一気に話をまとめてしまうと、ボクはその砂漠の研究所で、深海熱水で鍛えた分子生態学的研究手法や微生物ハンティング技を使って、ニューメキシコ州のジュラ紀から白亜紀にかけての堆積層中の地下水微生物群集や南アフリカの超深部金鉱環境の微生物群集の研究をドシドシ進めた。そしてアメリカ人がびっくりするくらいの早業で、1年の滞在期間中に3報の論文を書いた。

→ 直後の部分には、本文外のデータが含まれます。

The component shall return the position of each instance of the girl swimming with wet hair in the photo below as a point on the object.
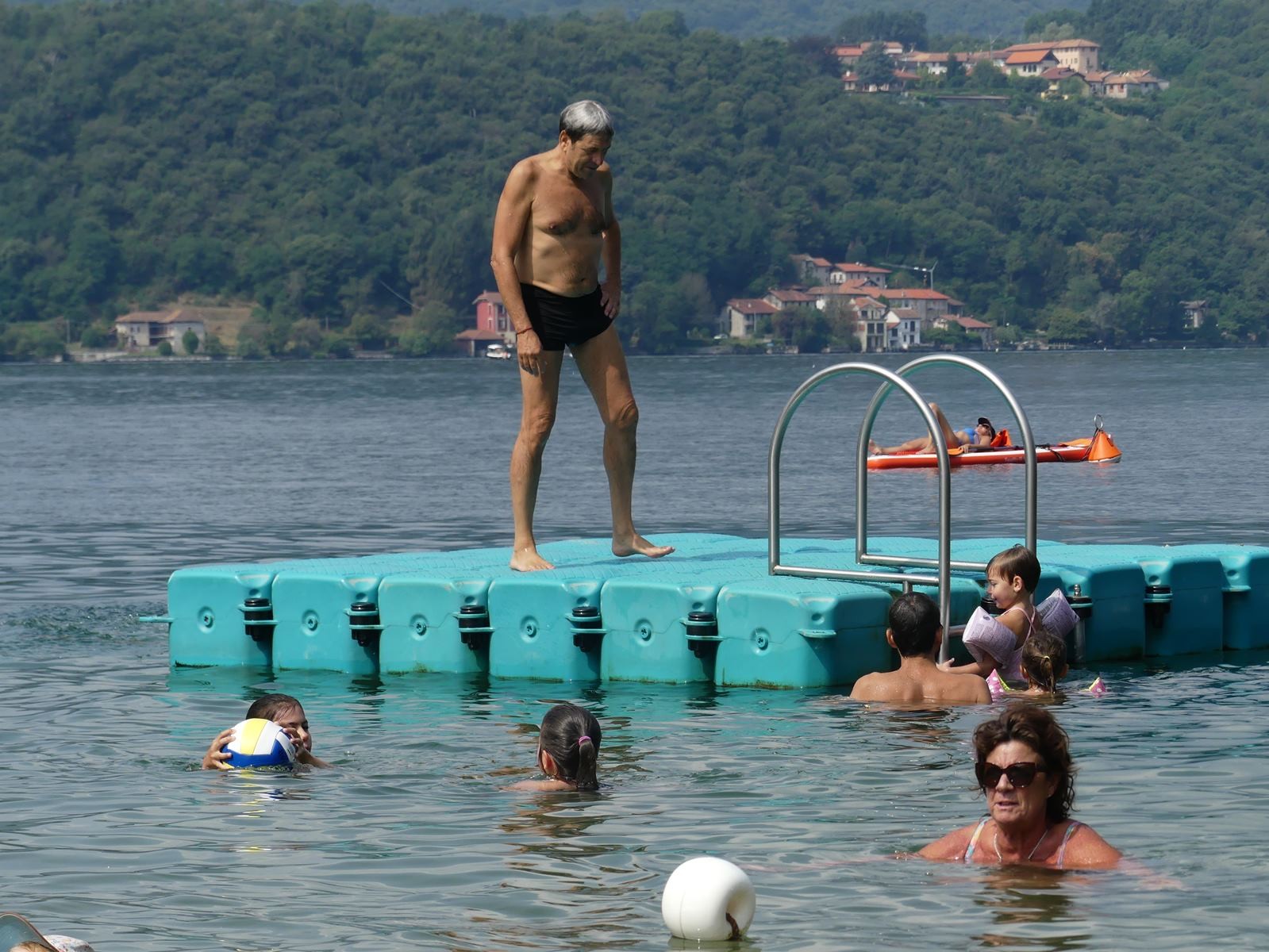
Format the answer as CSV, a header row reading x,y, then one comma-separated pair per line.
x,y
1044,662
567,750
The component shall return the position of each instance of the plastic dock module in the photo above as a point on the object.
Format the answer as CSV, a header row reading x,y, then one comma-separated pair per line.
x,y
782,632
221,615
664,626
548,625
1183,601
1107,589
436,619
1245,616
317,626
711,612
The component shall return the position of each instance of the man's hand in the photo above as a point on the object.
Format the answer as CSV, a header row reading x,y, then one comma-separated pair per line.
x,y
528,348
610,298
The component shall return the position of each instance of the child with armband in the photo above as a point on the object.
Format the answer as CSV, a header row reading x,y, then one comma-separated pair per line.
x,y
997,644
567,750
283,710
1044,663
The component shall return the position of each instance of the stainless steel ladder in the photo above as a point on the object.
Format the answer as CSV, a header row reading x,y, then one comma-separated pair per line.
x,y
891,381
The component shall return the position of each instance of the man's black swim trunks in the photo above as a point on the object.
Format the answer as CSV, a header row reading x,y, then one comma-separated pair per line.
x,y
561,321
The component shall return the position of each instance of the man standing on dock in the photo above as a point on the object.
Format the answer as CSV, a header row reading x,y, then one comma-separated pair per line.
x,y
555,224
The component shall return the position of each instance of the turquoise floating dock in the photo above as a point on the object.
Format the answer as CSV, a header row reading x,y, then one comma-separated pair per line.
x,y
711,612
771,612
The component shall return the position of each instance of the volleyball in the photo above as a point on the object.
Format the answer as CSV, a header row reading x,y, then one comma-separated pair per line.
x,y
259,743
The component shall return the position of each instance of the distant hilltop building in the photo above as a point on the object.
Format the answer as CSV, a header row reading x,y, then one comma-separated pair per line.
x,y
879,317
1056,61
148,329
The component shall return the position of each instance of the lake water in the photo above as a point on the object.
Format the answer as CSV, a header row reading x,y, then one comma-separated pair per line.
x,y
113,476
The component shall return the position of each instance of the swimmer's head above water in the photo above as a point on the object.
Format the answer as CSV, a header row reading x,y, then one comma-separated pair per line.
x,y
569,746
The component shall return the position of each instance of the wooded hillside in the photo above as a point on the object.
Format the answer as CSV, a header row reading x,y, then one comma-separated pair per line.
x,y
316,159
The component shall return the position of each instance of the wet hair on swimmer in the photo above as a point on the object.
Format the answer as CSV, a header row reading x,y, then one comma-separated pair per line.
x,y
1019,562
585,118
1044,659
914,619
271,704
1036,727
571,735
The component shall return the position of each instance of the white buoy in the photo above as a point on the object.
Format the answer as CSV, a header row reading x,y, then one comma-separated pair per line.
x,y
709,899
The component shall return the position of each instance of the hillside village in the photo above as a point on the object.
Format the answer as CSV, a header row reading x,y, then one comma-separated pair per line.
x,y
1069,67
860,309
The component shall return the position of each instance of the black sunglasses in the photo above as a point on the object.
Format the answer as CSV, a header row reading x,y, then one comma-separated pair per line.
x,y
1019,774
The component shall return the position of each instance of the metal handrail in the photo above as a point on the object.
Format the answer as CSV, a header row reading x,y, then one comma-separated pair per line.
x,y
773,492
862,554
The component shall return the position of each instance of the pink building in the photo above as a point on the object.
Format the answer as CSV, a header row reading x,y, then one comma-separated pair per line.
x,y
491,317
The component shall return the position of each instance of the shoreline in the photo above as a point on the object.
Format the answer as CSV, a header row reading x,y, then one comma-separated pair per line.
x,y
372,355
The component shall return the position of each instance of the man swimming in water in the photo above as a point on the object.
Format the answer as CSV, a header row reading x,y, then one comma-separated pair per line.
x,y
555,224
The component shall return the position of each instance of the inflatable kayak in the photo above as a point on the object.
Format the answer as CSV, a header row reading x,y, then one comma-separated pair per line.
x,y
1098,450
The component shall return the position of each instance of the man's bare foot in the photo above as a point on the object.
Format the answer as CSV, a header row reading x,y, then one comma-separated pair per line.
x,y
527,560
640,546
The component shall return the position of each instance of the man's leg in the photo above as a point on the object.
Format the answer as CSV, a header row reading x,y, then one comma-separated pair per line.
x,y
540,393
602,365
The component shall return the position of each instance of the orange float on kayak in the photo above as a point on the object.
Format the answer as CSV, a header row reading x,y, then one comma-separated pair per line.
x,y
1099,450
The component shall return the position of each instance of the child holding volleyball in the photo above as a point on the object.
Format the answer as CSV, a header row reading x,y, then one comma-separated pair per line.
x,y
567,749
283,710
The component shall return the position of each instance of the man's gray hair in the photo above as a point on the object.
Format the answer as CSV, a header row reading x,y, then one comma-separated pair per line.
x,y
585,118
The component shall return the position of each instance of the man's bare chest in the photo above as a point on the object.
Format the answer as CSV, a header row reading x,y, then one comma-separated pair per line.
x,y
563,211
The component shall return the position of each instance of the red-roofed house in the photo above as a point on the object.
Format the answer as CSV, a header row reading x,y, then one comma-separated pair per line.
x,y
927,304
479,340
1079,55
858,272
491,315
902,329
148,329
933,63
902,80
1031,63
790,298
811,271
741,315
871,330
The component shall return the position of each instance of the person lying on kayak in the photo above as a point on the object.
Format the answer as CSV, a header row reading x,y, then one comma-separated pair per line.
x,y
981,437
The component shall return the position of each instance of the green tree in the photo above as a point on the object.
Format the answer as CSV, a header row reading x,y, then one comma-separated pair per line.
x,y
94,336
432,332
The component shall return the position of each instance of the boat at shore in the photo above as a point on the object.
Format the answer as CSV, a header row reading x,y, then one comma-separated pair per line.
x,y
498,352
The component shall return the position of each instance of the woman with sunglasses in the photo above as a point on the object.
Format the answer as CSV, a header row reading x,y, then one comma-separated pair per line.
x,y
1025,770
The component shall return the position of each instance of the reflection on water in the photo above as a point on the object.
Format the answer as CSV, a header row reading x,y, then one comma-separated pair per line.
x,y
1031,909
110,831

実は、このパシフィックノースウエスト国立研究所での1年間の滞在は、博士課程1年生の時留学したワシントン大学海洋学部でボクが感じたキラキラした青春の心象や想い出といった、ココロの内面に届く大きな影響のようなモノをほとんど感じることはなかった。

おそらくそれは、研究者の卵である学生として留学した前回とプロフェッショナルな研究者として滞在した今回では、ボクの立場が大きく違っていることが影響しているのだろう。また、文化レベルの高くない砂漠の田舎街が、雅のシチーボーイだったボクのココロのヒダヒダに訴えるものではなかったことも事実だった。

確かにこのパシフィックノースウエスト国立研究所での1年間の研究生活は、人間タカイケンには大きな影響を与えなかったかもしれない。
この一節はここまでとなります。